Stationary Measure of the Open KPZ Equation through the Enaud-Derrida Representation
Zoe Himwich
TL;DR
The paper proves that the weak limit of RN-reweighted open ASEP stationary measures, under a weak-asymmetry rescaling and the Enaud–Derrida representation, yields the open KPZ stationary measure on $[0,L]$ for $u+v>0$. By establishing pointwise convergence of the RN derivatives to the KPZ RN factor and proving finite partition functions, the authors obtain a robust probabilistic construction of the open KPZ stationary measure without relying on finite-dimensional distributions. The approach generalizes the construction to arbitrary interval length $L$ and parameter regimes in the fan region, providing an alternative route to the probabilistic formulation.

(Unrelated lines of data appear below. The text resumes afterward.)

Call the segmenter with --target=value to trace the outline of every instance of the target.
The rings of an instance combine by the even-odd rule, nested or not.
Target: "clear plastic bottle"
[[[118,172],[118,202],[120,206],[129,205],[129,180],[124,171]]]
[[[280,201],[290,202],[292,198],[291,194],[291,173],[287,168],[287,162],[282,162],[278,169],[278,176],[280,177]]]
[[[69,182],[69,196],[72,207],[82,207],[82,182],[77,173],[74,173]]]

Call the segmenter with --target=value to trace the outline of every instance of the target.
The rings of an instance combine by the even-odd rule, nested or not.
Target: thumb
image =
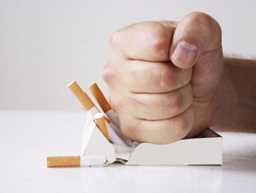
[[[180,68],[191,67],[203,53],[221,46],[218,23],[203,13],[187,15],[177,25],[170,47],[170,59]]]

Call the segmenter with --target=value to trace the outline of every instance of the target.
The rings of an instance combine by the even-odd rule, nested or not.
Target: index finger
[[[172,21],[148,21],[121,28],[110,38],[111,51],[126,59],[169,61],[175,26]]]

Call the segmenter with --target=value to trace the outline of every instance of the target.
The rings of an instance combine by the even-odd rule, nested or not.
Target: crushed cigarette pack
[[[109,129],[107,124],[107,129]],[[87,116],[81,141],[81,155],[103,156],[107,163],[124,165],[221,165],[222,137],[210,129],[197,137],[169,144],[137,144],[124,147],[109,142]]]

The results connect open ASEP, the DEHP algebra, and Brownian reweightings to the open KPZ fixed-point, with implications for understanding stationary states in stochastic interface growth and related stochastic PDEs.
Abstract
Recent works of Barraquand and Le Doussal and Bryc, Kuznetsov, Wang, and Wesolowski gave a description of the open KPZ stationary measure as the sum of a Brownian motion and a Brownian motion reweighted by a Radon-Nikodym derivative. Subsequent work of Barraquand and Le Doussal used the Enaud-Derrida representation of the DEHP algebra to formulate the open ASEP stationary measure in terms of the sum of a random walk and a random walk reweighted by a Radon-Nikodym derivative. They show that this Radon-Nikodym derivative converges pointwise to the Radon-Nikodym derivative that characterizes the open KPZ stationary measure. This article proves that the corresponding sequence of measures converges weakly to the open KPZ stationary measure. This provides an alternative proof of the probabilistic formulation of the open KPZ stationary measure, which avoids dealing explicitly with finite dimensional distributions. We also provide the first construction of the measure on intervals of a general length and for the full range of parameters in the fan region $(u+v>0)$.